The controversy over the Danish cartoons satirizing Islam has brought out a wide array of revealing responses. The American right has put on a particularly fine display of smug self righteousness. The frankly insane reactions by some Muslims are effortlessly translated into the reaction of all Muslims, with the inference of defective religion effortlessly sliding into definitive statements about inferior culture and character. So the controversy becomes an opportunity to prattle on about the white man's burden, in appropriately coded form of course.
There has been more than a fair share of hypocrisy as well. The blithely contradictory responses of right wing nut job Michelle Malkin to the cartoons satirizing Mohammed (free speech!) and those satirizing Rumsfeld's indifference to military casualties (horrors) are nicely captured by the Defeatists.

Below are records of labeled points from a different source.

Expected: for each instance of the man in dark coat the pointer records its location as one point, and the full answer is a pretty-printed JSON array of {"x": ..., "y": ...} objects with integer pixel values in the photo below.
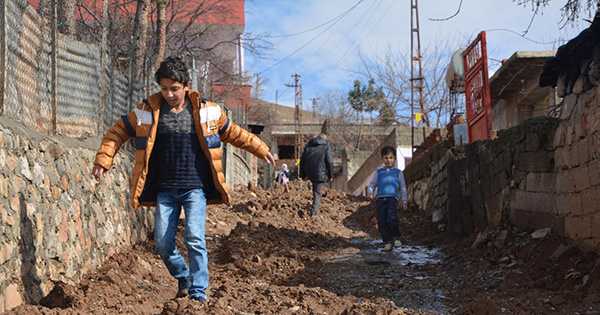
[{"x": 316, "y": 164}]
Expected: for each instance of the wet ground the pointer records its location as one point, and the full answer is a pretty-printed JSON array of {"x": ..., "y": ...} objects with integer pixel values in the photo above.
[{"x": 266, "y": 256}]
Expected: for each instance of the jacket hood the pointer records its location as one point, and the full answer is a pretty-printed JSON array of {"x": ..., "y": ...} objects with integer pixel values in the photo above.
[{"x": 317, "y": 141}]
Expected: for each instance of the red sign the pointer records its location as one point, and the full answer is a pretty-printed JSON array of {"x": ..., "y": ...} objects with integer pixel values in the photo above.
[{"x": 477, "y": 90}]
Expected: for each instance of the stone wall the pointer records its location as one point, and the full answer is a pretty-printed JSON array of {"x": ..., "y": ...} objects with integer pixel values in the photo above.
[{"x": 56, "y": 221}]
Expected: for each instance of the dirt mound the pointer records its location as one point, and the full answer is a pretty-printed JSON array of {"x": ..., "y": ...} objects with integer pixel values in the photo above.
[{"x": 267, "y": 255}]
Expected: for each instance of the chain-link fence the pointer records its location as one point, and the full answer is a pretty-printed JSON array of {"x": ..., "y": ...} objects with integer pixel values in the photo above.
[{"x": 56, "y": 84}]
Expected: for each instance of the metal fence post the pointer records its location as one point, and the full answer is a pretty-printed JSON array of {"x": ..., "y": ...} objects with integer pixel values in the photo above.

It is also funny that in her list of inappropriate responses to an offensive cartoon, she provides the following list: "you do not burn flags, take up guns and raid buildings, chant death to your opponents, or threaten suicide bombings." How did flag burning make that list? Unlike the others there is no harm involved. But that is what she is really offended by. And it is a good litmus test for American hypocrisy on free speech.
Polls repeatedly show that a majority of Americans favor a Constitutional ban on flag burning. I think they are offended by it to nearly the same degree as many Muslims are offended by these cartoons. Threats of violence in response to flag burning are ubiquitous and are not generally considered particularly remarkable or outrageous. Even Hillary wants to put people in jail for burning flags.

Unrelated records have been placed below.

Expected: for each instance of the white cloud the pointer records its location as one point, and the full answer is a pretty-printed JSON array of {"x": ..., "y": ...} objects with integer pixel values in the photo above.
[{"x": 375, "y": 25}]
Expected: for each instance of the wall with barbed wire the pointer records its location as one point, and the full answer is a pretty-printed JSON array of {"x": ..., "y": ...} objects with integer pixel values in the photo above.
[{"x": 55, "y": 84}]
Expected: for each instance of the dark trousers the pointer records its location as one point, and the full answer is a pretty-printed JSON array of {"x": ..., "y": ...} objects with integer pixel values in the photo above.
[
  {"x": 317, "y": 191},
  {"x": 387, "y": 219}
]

Pursuing their own agendas, the Vatican and the US government have each issued statements affirming that anti-Muslim images are as unacceptable as anti-Semitic images and anti-Christian images. The real focus of course is on the last of these. They admire and would like to emulate much of the Muslim world in being able to stamp out the mocking of their own sacred cows.
And now it turns out that Jyllands-Posten, the Danish newspaper that first published the cartoons had refused three years ago to run drawings lampooning Jesus Christ because they might be offensive to readers and were not funny.
For the record, a pox on all fanaticisms. No one has a right not to be offended. Getting all worked up over imaginary harm distracts from the very real harm that is happening all around us.